A new aerogel fibre, inspired by polar bear fur, can be knitted into insulating garments that are as warm as a down jacket at one-fifth of the thickness. The strong, stretchy material can be dyed and washed without showing signs of degradation.

‘This research marks a significant stride in overcoming aerogel limitations in textiles, facilitating the creation of high-mechanical performance, stretchable, and multifunctional aerogel-based fibres,’ says Shengjie Ling, a materials chemist at ShanghaiTech University, China, who was not involved in the research. ‘The pivotal breakthrough in crafting washable and dyeable stretchable aerogel fibres holds transformative potential for the textile industry.’

Photos and infrared images comparing white sweaters of different materials and how much heat a person loses while wearing them. The EAF sweater loses the least heat and the cotton sweater loses the most.

Source: © Wu et al, Science 2023

Tests in a cold environment of –20°C demonstrated the superior insulating quality of the EAF material in comparison to other textiles. The thickness of each garment is shown in the black boxes at the bottom of each image

Aerogels are synthetic gels made by replacing their liquid component with gas to create a substance that is lightweight with very low thermal conductivity. First pioneered in the 1930s, aerogels have found applications as thickening agents, building materials, energy storage devices and more, but their use in textiles has been limited by processability issues. The most insulating aerogel fibres tend to be too fragile for traditional weaving and cleaning processes.
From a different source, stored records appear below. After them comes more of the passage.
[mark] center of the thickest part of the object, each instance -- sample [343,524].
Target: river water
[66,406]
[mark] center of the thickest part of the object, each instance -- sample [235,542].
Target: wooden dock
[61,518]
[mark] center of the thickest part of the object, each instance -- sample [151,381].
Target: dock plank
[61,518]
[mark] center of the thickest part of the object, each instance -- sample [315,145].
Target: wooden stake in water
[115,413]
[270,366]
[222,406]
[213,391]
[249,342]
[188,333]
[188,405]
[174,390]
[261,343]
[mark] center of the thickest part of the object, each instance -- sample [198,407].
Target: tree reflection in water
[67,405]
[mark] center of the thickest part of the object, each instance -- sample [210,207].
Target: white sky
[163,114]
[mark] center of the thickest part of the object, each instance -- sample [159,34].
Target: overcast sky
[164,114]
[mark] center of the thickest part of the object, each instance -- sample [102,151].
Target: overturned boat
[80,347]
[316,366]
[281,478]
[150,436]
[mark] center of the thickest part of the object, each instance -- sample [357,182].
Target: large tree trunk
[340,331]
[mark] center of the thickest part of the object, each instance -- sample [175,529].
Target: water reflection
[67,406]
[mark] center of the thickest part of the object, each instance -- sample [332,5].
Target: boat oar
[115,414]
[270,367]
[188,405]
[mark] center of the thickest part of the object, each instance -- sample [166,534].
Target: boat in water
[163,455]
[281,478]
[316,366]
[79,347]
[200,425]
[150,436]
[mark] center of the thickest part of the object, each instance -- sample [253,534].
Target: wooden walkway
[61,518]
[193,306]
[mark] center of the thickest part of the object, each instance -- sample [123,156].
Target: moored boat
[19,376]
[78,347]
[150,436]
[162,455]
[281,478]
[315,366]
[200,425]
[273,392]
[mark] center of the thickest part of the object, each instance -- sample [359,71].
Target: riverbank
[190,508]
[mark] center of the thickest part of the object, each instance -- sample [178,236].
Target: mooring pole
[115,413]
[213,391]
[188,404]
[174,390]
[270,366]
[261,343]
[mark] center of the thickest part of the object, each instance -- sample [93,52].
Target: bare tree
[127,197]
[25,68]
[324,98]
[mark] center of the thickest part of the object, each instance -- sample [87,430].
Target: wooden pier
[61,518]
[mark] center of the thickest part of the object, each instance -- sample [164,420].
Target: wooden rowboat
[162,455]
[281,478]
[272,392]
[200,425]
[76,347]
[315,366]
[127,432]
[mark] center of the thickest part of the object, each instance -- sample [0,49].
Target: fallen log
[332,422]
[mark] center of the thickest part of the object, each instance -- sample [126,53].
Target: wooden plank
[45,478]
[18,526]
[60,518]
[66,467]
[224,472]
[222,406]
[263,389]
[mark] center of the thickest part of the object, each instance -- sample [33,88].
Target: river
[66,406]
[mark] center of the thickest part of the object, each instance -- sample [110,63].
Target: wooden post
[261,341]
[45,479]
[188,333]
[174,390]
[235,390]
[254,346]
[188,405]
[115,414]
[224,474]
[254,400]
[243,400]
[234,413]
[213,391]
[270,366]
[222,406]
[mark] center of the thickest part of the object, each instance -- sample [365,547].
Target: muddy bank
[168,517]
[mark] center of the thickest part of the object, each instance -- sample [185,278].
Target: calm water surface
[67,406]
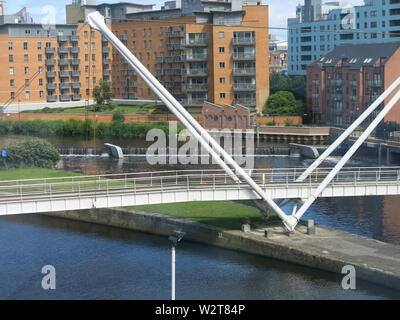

Now, mimicking the hollow core and dense shell structure of polar bear fur, a team from Zhejiang University, China, has encapsulated aerogel fibres in a thin and stretchy layer of thermoplastic polyurethane to produce a mechanically robust material. Their method involves first freeze-spinning a chitosan polymer solution that is shaped into a continuous fibre. The fibre is then freeze dried and coated in a thermoplastic polyurethane (TPU) solution.

Scanning electron microscope images comparing a polar bear hair to an encapsulated aerogel fiber. Both have a dense shell and a porous core but the polar bear hair has a thicker shell and is about ten times thinner than the EAF.

Source: © Wu et al, Science 2023

Electron microscopy images of a polar bear hair (left) and the EAF (right)

The result is a durable encapsulated aerogel fibre (EAF) with a biomimetic core-shell structure, the internal porosity of which can easily be fine-tuned. The dense encapsulating layer provides strength, as well as protection for the core. EAFs can return to their original length after stretching to 1000% strain, while a single 500μm-wide fibre can lift a 500g weight.

Thanks to the protective encapsulating layer, EAFs are suitable for knitting into remarkably warm textiles. A sweater made from the EAFs was five times thinner than a down jacket but provided the same warmth when tested in a -20°C environment. The garment also showed no degradation after a conventional machine wash cycle, and can be made colourful by incorporating various dyes into the spinning solutions during freeze-spinning.

A large polar bear walking in the snow

Source: © Patrick J. Endres/Getty Images

Inspired by polar bear fur, the new encapsulated aerogel fibres demonstrate exceptional insulating properties in cold environments

The EAFs are also promising from environmental viewpoint, says Ling, who notes that the main materials – chitosan and TPU – can be sourced sustainably.

Xuetong Zhang, a materials scientist who holds positions at the Chinese Adacemy of Sciences in Suzhou, China, and at University College London, UK, explains that the main challenges to commercialising the EAFs are to do with how efficiently they can be produced. According to Zhang, the wet spinning rate of aerogel fibres is currently around 20m metres per minute, which is much slower than processes used to produce traditional fibres, which can reach rates of 5000m/min. ‘Additionally, although continuous spinning and batch drying have been established for aerogel fibres, a feasible strategy to bridge the two processes to realise a fully continuous process remains elusive,’ he adds.

Despite these challenges, Zhang believes that the aerogel fibres could one day find use in numerous other applications beyond textiles, including adsorption, separation, optics, energy and biomedical science. ‘The rich nanopores in aerogel fibres can entrap different guest materials, such as molecules, nanoparticles, and functional liquids for many applications,’ he notes.